Stefan Küng wrote on Sat, Aug 07, 2010 at 12:59:26 +0200:
> On 07.08.2010 12:44, Daniel Shahaf wrote:
>> If corporations want to have configuration override, fine.
>>
>> But I want a way to disable that completely.  I don't necessarily want to
>> allow a random sourceforge repository to control my auto-props settings for
>> a wc of that repository.
>
> Maybe a stupid question: why not?

Why don't I let ezmlm configure my mailer's "use html?" setting?

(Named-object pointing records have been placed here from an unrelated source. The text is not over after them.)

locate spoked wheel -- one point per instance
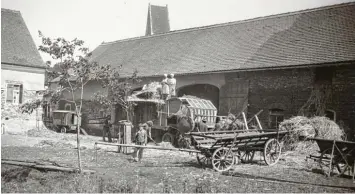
(184, 143)
(247, 156)
(222, 160)
(168, 137)
(338, 166)
(63, 129)
(203, 160)
(272, 152)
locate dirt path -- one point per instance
(175, 169)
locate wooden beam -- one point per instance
(44, 167)
(148, 147)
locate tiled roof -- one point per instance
(17, 45)
(160, 19)
(322, 35)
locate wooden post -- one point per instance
(331, 159)
(245, 121)
(257, 120)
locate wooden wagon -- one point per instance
(336, 157)
(222, 149)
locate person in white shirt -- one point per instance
(165, 87)
(172, 84)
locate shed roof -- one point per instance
(314, 36)
(17, 45)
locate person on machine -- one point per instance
(106, 129)
(141, 139)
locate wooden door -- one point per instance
(234, 97)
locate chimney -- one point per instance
(157, 20)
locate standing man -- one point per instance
(172, 84)
(141, 139)
(106, 130)
(165, 87)
(149, 130)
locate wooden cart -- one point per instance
(336, 157)
(222, 149)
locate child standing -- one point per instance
(140, 139)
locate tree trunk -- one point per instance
(79, 126)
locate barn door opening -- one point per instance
(234, 97)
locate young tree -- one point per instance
(118, 91)
(76, 71)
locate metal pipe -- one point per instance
(149, 147)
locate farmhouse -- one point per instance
(22, 68)
(274, 63)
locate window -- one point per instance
(67, 106)
(331, 114)
(14, 93)
(102, 114)
(276, 116)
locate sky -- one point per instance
(97, 21)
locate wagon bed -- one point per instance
(218, 147)
(336, 157)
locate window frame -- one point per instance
(334, 114)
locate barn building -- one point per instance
(22, 68)
(270, 63)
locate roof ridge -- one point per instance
(10, 10)
(233, 22)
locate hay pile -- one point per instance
(154, 89)
(301, 128)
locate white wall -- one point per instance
(30, 80)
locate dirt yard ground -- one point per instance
(160, 171)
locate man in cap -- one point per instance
(149, 130)
(141, 139)
(106, 129)
(165, 87)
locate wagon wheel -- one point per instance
(222, 160)
(338, 166)
(63, 129)
(168, 137)
(272, 152)
(203, 160)
(184, 143)
(247, 156)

If I run with use-server-config=ask, I might accept the prompt most of the
time.  But, ultimately, it's software I run on my computer, and I should
have the final say over what configuration it runs with.[1]

I suggest the following:

* one can say "don't honor the server's suggestions" without recompiling the 
client

* one cannot make the client dishonor the suggestions *while reporting that
  it shall honor them* without recompiling.

This way the server can rely on the self-report (and could even refuse the
checkout if the self-report says "I will dishonor").

> I mean, if the developers of that project agree on certain rules and  
> decide to enforce them, shouldn't you also follow those rules if you use  

I agree with stsp's point elsethread: if it's truly project configuration,
it doesn't belong in ~/.subversion/.

> that repository/wc? Especially if you have commit access there, it would  
> be very bad if you would commit something that would break those rules.
>

No, it won't be "very bad".  It will mean I have to make another commit to
fix the broken auto-props.

> Stefan
>

[1] That's why we parse ~/.subversion/ *after* /etc/subversion/ and why mailers
can be configured to prompt before honoring the Reply-To header.